Abstract

Hip replacement (HR) operations are increasing. Short term mortality is an indicator of quality; few studies include risk adjustment models to predict HR outcomes. We evaluated in-hospital and 30-day mortality in hospitalized patients for HR and compared the performance of two risk adjustment algorithms. A retrospective cohort study on hospital discharge records of patients undergoing HR from 2000 to 2005 in Tuscany Region, Italy, applied All-Patient Refined Diagnosis Related Groups (APR-DRG) and Elixhauser Index (EI) risk adjustment models to predict outcomes.

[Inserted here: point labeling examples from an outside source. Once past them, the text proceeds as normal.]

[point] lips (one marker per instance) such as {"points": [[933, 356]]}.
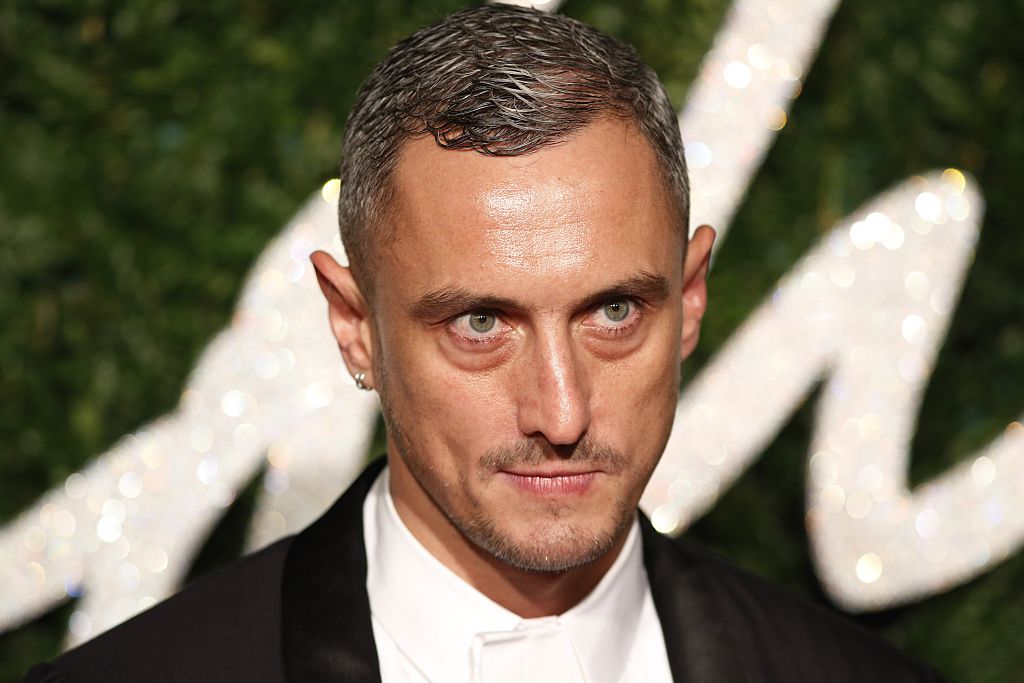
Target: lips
{"points": [[551, 483]]}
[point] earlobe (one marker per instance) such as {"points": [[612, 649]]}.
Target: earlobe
{"points": [[695, 287], [347, 313]]}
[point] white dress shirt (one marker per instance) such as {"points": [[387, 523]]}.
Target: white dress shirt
{"points": [[431, 626]]}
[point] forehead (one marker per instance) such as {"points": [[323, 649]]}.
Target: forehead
{"points": [[568, 216]]}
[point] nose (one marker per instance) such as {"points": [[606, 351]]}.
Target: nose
{"points": [[554, 396]]}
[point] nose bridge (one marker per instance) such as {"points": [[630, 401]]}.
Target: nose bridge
{"points": [[556, 397]]}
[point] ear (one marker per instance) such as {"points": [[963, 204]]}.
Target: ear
{"points": [[347, 312], [695, 287]]}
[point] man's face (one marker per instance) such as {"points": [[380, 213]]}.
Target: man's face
{"points": [[526, 325]]}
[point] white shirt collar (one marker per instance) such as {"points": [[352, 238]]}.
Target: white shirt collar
{"points": [[432, 614]]}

Logistic regression was used to analyse the performance of the two models; C statistic (C) was used to define their discriminating ability. 25 850 hospital discharge records were studied. In-hospital and 30-day crude mortality were 1.3% and 3%, respectively. Female gender was a significant (p < 0.001) protective factor under both models and had the following Odds Ratios (OR): 0.64 for in-hospital and 0.51 for 30-day mortality using APR-DRG and 0.55 and 0.48, respectively, with EI. Among EI comorbidities, heart failure and liver disease were associated with in-hospital (OR 9.29 and 5.60; p < 0.001) and 30-day (OR 6.36 and 3.26; p < 0.001) mortality. Increasing age and APR-DRG risk class were predictive of all the outcomes. Discriminating ability for in-hospital and 30-day mortality was reasonable with EI (C 0.79 and 0.68) and good with APR-DRG (C 0.86 and 0.82). Our study found that gender, age, EI comorbidities and APR-DRG risk of death are predictive factors of in-hospital and 30-day mortality outcomes in patients undergoing HR. At least one risk adjustment algorithm should always be implemented in patient management.